The federal government already spends billions annually on Homeland Security, public works, and public health to defend against disasters, but it is not focused on areas of greatest threat. The democratic political culture that so defines America also acts to dilute resources across 50 states. Congress is pouring money into Wyoming to defend against terrorist attacks that are far more likely in San Francisco or Washington. It is sending millions of dollars to Alaska to build bridges to tiny islands that could have gone to bolstering the levees of New Orleans.

The political game of buying off legislators to build a consensus around bills makes little sense when preparing for disasters. Less pork and more focus of the billions already appropriated in Congress to supporting bulwarks against disaster would make the nation safer.

REORGANIZE THE ORGANIZATIONS

Establishing clear lines of authority in case of disaster before disaster strikes is equally important. New York had them. New Orleans didn't. U.S. Appeals Court Judge Richard A. Posner, author of Catastrophe: Risk and Response, says each locality and state must work out a compact with federal authorities beforehand. "There's urgency, uncertainty, people running around like chickens without heads - you have to have one person in command, with staff and authority," says Posner. Why did it take four days for the National Guard to enter New Orleans?

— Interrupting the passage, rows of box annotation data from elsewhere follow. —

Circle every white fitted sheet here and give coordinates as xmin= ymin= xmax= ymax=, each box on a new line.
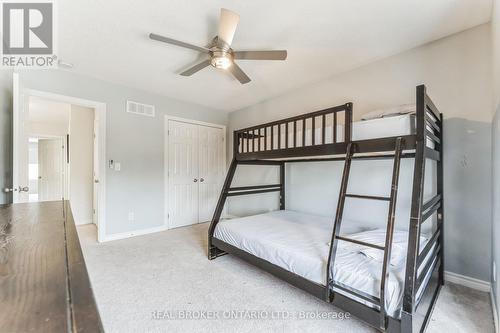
xmin=214 ymin=210 xmax=425 ymax=317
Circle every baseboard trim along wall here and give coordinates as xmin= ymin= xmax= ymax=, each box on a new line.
xmin=102 ymin=225 xmax=168 ymax=242
xmin=444 ymin=271 xmax=491 ymax=293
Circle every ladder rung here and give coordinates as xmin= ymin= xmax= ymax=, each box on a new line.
xmin=345 ymin=194 xmax=391 ymax=201
xmin=337 ymin=236 xmax=385 ymax=251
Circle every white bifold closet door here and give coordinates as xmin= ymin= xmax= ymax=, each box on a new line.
xmin=167 ymin=120 xmax=224 ymax=228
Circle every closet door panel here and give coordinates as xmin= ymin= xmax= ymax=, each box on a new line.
xmin=198 ymin=126 xmax=224 ymax=222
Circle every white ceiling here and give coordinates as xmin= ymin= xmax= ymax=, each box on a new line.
xmin=58 ymin=0 xmax=492 ymax=111
xmin=28 ymin=96 xmax=71 ymax=126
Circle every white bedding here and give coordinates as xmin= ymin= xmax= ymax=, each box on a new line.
xmin=214 ymin=210 xmax=425 ymax=317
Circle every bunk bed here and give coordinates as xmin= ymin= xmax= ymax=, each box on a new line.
xmin=208 ymin=85 xmax=444 ymax=332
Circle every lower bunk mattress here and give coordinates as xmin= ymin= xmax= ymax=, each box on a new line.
xmin=214 ymin=210 xmax=426 ymax=318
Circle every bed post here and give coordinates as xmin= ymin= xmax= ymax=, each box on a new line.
xmin=437 ymin=113 xmax=444 ymax=286
xmin=280 ymin=162 xmax=286 ymax=210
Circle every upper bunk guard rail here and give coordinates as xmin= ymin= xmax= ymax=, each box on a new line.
xmin=326 ymin=137 xmax=404 ymax=331
xmin=233 ymin=103 xmax=352 ymax=161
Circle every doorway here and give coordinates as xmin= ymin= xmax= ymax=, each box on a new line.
xmin=10 ymin=73 xmax=106 ymax=241
xmin=165 ymin=117 xmax=226 ymax=228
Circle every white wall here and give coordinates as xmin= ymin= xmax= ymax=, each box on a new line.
xmin=228 ymin=25 xmax=492 ymax=280
xmin=69 ymin=105 xmax=94 ymax=224
xmin=13 ymin=70 xmax=227 ymax=236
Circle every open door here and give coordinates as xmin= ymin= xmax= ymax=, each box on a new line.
xmin=11 ymin=73 xmax=29 ymax=203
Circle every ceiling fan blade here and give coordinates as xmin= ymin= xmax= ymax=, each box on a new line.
xmin=219 ymin=8 xmax=240 ymax=45
xmin=233 ymin=50 xmax=287 ymax=60
xmin=229 ymin=62 xmax=252 ymax=84
xmin=149 ymin=33 xmax=210 ymax=53
xmin=181 ymin=60 xmax=210 ymax=76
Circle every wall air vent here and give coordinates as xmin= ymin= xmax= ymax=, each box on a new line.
xmin=127 ymin=101 xmax=155 ymax=117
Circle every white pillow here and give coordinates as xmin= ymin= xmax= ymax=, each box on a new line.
xmin=361 ymin=104 xmax=417 ymax=120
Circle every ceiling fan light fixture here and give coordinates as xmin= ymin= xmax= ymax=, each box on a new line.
xmin=210 ymin=52 xmax=233 ymax=69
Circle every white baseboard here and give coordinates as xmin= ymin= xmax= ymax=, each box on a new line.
xmin=490 ymin=288 xmax=500 ymax=333
xmin=102 ymin=225 xmax=168 ymax=242
xmin=444 ymin=271 xmax=491 ymax=293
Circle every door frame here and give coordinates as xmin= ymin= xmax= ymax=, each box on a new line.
xmin=24 ymin=88 xmax=107 ymax=242
xmin=163 ymin=115 xmax=227 ymax=229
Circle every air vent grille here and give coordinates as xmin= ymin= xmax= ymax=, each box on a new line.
xmin=127 ymin=101 xmax=155 ymax=117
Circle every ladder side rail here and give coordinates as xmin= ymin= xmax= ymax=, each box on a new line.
xmin=325 ymin=142 xmax=353 ymax=302
xmin=380 ymin=137 xmax=404 ymax=330
xmin=401 ymin=85 xmax=426 ymax=326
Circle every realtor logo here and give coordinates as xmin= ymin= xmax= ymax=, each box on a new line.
xmin=2 ymin=0 xmax=57 ymax=67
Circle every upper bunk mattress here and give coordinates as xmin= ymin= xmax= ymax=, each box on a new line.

Acting on information that falls outside the expected is also important. The FBI agent who warned about terrorists in flight schools, the engineers who asked for photos when the space shuttle's wing was hit by foam, the people who wrote reports of problems with New Orleans' levees - all were signaling disaster, and all were ignored by decision makers who couldn't, or didn't want to, imagine what they foretold.

The economic cost of September 11 was $70 billion. The tab for the New Orleans flooding could top $200 billion. An avian flu pandemic could cost trillions. We are quickly learning the costs of not managing the risks of disaster. Spending to prepare for worst-case scenarios may be far cheaper.

But much depends on our political culture. In the past America's political system has chosen to react to rather than plan for catastrophe. Politicians reflected the fears and reluctance of their constituents to grapple with disaster. New Orleans and New York show that it is time for them to begin to inform those they represent of the real risks that lie ahead and the real costs of preparing for them. It may be that people are finally ready to hear that message. What must be done is already clear. Getting there quickly is the challenge ahead.